一 規約で定める普通地方公共団体の議会が選挙すること。
二 関係普通地方公共団体の長が協議により定めた共通の候補者について、すべての関係普通地方公共団体の議会が選挙すること。
2 普通地方公共団体が共同設置する委員会の委員若しくは委員又は附属機関の委員その他の構成員で、普通地方公共団体の長が当該普通地方公共団体の議会の同意を得て選任すべきものの選任については、規約で、次の各号のいずれの方法によるかを定めるものとする。
一 規約で定める普通地方公共団体の長が当該普通地方公共団体の議会の同意を得て選任すること。
二 関係普通地方公共団体の長が協議により定めた共通の候補者について、それぞれの関係普通地方公共団体の長が当該普通地方公共団体の議会の同意を得た上、規約で定める普通地方公共団体の長が選任すること。
3 普通地方公共団体が共同設置する委員会の委員若しくは委員又は附属機関の委員その他の構成員で、普通地方公共団体の長、委員会又は委員が選任すべきものの選任については、規約で、次の各号のいずれの方法によるかを定めるものとする。
一 規約で定める普通地方公共団体の長、委員会又は委員が選任すること。
二 関係普通地方公共団体の長、委員会又は委員が協議により定めた者について、規約で定める普通地方公共団体の長、委員会又は委員がこれを選任すること。

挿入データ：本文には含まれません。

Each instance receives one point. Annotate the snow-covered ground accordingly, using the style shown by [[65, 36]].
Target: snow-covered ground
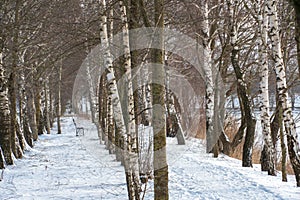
[[69, 167]]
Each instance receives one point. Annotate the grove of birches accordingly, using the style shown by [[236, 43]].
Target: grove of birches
[[252, 47]]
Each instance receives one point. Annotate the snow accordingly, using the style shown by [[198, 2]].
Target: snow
[[69, 167]]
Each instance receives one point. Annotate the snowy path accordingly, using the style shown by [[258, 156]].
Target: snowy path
[[62, 167], [69, 167]]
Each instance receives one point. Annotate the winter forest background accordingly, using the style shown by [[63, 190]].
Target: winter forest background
[[151, 78]]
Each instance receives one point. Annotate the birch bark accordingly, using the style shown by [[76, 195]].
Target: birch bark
[[264, 96], [117, 109], [289, 124]]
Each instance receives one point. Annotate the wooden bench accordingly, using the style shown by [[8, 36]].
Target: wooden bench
[[79, 130]]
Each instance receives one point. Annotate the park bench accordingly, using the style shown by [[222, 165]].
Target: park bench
[[79, 130]]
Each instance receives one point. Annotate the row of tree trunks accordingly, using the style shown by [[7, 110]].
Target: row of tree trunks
[[268, 154], [132, 131], [289, 124], [244, 99]]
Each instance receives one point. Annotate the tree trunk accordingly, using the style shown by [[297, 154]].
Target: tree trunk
[[5, 132], [296, 5], [244, 99], [58, 100], [159, 118], [117, 108], [133, 135], [289, 124], [268, 154]]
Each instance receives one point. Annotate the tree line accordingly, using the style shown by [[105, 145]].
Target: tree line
[[248, 46]]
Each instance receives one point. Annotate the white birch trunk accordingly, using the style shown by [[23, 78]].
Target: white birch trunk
[[264, 94], [289, 124], [5, 138], [92, 95], [132, 136], [210, 139], [114, 94]]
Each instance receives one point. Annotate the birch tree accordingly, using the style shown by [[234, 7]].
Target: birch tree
[[5, 132], [242, 89], [118, 113], [209, 92], [264, 95], [289, 124], [159, 119]]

4 普通地方公共団体が共同設置する委員会の委員若しくは委員又は附属機関の委員その他の構成員で第一項又は第二項の規定により選任するものの身分取扱いについては、規約で定める普通地方公共団体の議会が選挙し又は規約で定める普通地方公共団体の長が選任する場合においては、当該普通地方公共団体の職員とみなし、すべての関係普通地方公共団体の議会が選挙する場合においては、規約で定める普通地方公共団体の職員とみなす。
5 普通地方公共団体が共同設置する委員会の委員若しくは委員又は附属機関の委員その他の構成員で第三項の規定により選任するものの身分取扱いについては、これらの者を選任する普通地方公共団体の長、委員会又は委員の属する普通地方公共団体の職員とみなす。
(共同設置する機関の委員等の解職請求)
第二百五十二条の十 普通地方公共団体が共同設置する委員会の委員若しくは委員又は附属機関の委員その他の構成員で、法律の定めるところにより選挙権を有する者の請求に基づき普通地方公共団体の議会の議決によりこれを解職することができるものの解職については、関係普通地方公共団体における選挙権を有する者が、政令の定めるところにより、その属する普通地方公共団体の長に対し、解職の請求を行い、二の普通地方公共団体の共同設置する場合においてはすべての関係普通地方公共団体の議会において解職に同意する旨の議決があつたとき、又は三以上の普通地方公共団体の共同設置する場合においてはその半数を超える関係普通地方公共団体の議会において解職に同意する旨の議決があつたときは、当該解職は、成立するものとする。